A direção de Roy Andersson é propositalmente carregada, e serve muito bem ao seu propósito. Evidentemente, que alguns momentos poderiam ser mais abreviados, nem para dar "ritmo" à trama, mas, porque a mensagem já foi passada, e fica se repetindo, algumas, vezes, desnecessariamente. Ainda assim, é uma ótima direção, colocando vários elementos numa única cena, obrigando o espectador a prestara mais atenção ainda no que ocorre na "periferia" da ação principal. As atuações não são nada extraordinárias, mas, compõem bem ao que a obra se propõe. Nesse sentido, o que mais se destaca é mesmo Holger Andersson, que faz do seu Jonathan uma figura patética, mas, que representa muito bem o cerne do ser humano: este ser patético, por natureza, lutando sempre contra os outros e contra si.

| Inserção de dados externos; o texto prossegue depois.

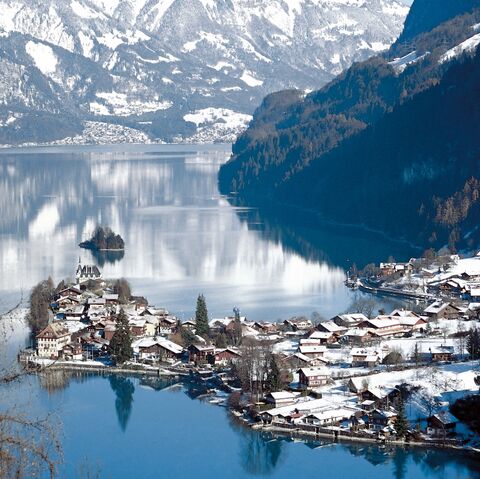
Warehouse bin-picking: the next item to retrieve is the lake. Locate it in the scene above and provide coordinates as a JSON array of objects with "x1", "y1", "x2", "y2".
[
  {"x1": 0, "y1": 145, "x2": 413, "y2": 320},
  {"x1": 0, "y1": 145, "x2": 472, "y2": 479}
]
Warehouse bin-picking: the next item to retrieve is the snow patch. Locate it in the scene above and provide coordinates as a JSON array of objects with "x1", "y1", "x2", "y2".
[
  {"x1": 439, "y1": 33, "x2": 480, "y2": 63},
  {"x1": 240, "y1": 70, "x2": 263, "y2": 87},
  {"x1": 25, "y1": 40, "x2": 58, "y2": 76},
  {"x1": 90, "y1": 92, "x2": 172, "y2": 116}
]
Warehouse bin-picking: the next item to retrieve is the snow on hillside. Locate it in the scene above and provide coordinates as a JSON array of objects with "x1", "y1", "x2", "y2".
[
  {"x1": 439, "y1": 33, "x2": 480, "y2": 63},
  {"x1": 0, "y1": 0, "x2": 409, "y2": 143}
]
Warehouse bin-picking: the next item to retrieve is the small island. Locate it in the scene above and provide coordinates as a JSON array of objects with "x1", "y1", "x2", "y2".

"Um Pombo Pousou num Galho Refletindo Sobre a Existência" é um filme difícil? Não. Eu diria até que não é uma obra tão complexa quanto "Vocês, os Vivos", por exemplo. Porém, não é o típico filme feito para agradar ao grande público, acostumado a tramas simplórias, "mastigadas" e bastante rasas. De certo, muitos acharão somente chato. Mas, a intenção foi essa, mesmo. E, se é para "facilitar" certos entendimentos, pra isso, existe o cinema de escapismo hollywoodiano que faz isso muito bem, obrigado. Aqui, o buraco é mais embaixo, as inquietações são mais reais, críveis, e muito próximas a nós. Obviamente, a maioria não quer se ver num espelho tão nebuloso, mas, assim que termina a trilogia de "o que é ser um ser humano" de Roy Andersson, ainda ficamos com a vaga esperança de que amanhã pode ser um outro dia. Basta pararmos um pouco para refletirmos.